Maori Party faces extinction
Imagine a football team that regularly attracts 23,000 fans to the Cake Tin then, after a run of bad results, can only drag in 600 supporters.
I'm not talking about the Phoenix – they never regularly attracted more than 20,000 fans.
Such dismal results would normally see a team's players and coach fired – unless it was Ricki Herbert, who seems to have such a water-tight contract that even a 7-1 loss is not seen as grounds for dismissal.
This "team" I'm talking about is the Maori Party, though given the recent leadership tensions, I'm not sure "team" is a good word to use.
In 2005, fresh from the Seabed and Foreshore hikoi, the Maori Party could boast more than 20,000 members. Commentators were predicting a sweep of the Maori seats and a list vote in double figures.
A few dissenting voices argued that a race-based party had no long-term future, as Left-Right divisions would eventually paralyse it. These critics were largely ignored, yet they seem to have been proved right.
In 2008, when John Key offered the Maori Party a place in government as support party, it was a brilliant move – for National. It allayed fears that Mr Key would continue the dividing, anti-Maori rhetoric of Don Brash, and National's ratings soared.
Many Right-wing Pakeha didn't trust the Maori Party and worried that they would soon withdraw support for the Government.
This didn't happen. Compared to the ructions in ACT, the Maori Party, with the exception of the skirmish with Ngapuhi renegade Hone Harawira, behaved perfectly well.
Their leaders, Tariana Turia and Pita Sharples, ably assisted by the competent Te Ururoa Flavell, buckled down and tried to help their people while supporting the Government on confidence and supply.
They believe that policy gains they have made on such major issues as seabed and foreshore and whanau ora greatly outweigh minor irritations for Maori such as an increase in GST, lower wages, high unemployment, increased childcare costs, punitive benefit changes and the sale of state assets, to name just a few.
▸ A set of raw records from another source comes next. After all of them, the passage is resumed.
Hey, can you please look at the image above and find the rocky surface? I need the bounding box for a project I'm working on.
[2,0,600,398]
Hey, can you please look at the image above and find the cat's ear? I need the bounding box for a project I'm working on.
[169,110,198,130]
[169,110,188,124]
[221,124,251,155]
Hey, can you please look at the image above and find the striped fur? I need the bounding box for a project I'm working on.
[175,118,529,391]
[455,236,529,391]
The Maori Party would rightly argue that they have opposed some government policies and that this government could still rule without their support. True, but that's a bit like saying if you think Don Brash is a redneck, check out what John Ansell has to say.
Since 2005, the Maori Party has lost more members than most iwi did during the musket wars, so there have been mounting calls for young blood. Many want Te Ururoa Flavell to assume the co-leadership.
I would hardly describe the 57-year-old Mr Flavell as youthful.
The party is meant to represent a people with a very young demographic, yet we get old-style kaumatua and kuia MPs whose entire knowledge of issues for the rangatahi seem to be gained from their mokopuna.
Don't believe me? Try following either of the co-leaders on Twitter.
During the Te Tai Tokerau by-election debates, I worried that if the hall microphone clapped out, Hone Harawira would whack it and blame Pakeha colonialism and Labour's Kelvin Davis would quietly set about trying to check the wiring, and the Maori Party candidate would simply wax lyrical about how better life in the Far North was before electricity.
I don't think the Maori Party has achieved a lot for its people, which is sad. Pita Sharples is, or at least was, a talented politician with a visionary approach to Maori language and education. Before the last election the likeable co-leader destroyed Don Brash in a television debate and convinced many Right-wing Pakeha that he was a politician capable of uniting, not dividing.
Yet what has Dr Sharples achieved as associate minister of education? and Hekia Parata's cock-ups make the front page, the most talented member of this ministerial educational trio seems to be absent.
The native affairs debate on Maori Television, held at the end of last year, showed that New Zealand has some excellent Maori politicians across the parties. But unless the Maori Party revitalises and regenerates, and moves away from its comfortable National Party habitat, it could go the same way as the moa and the huia.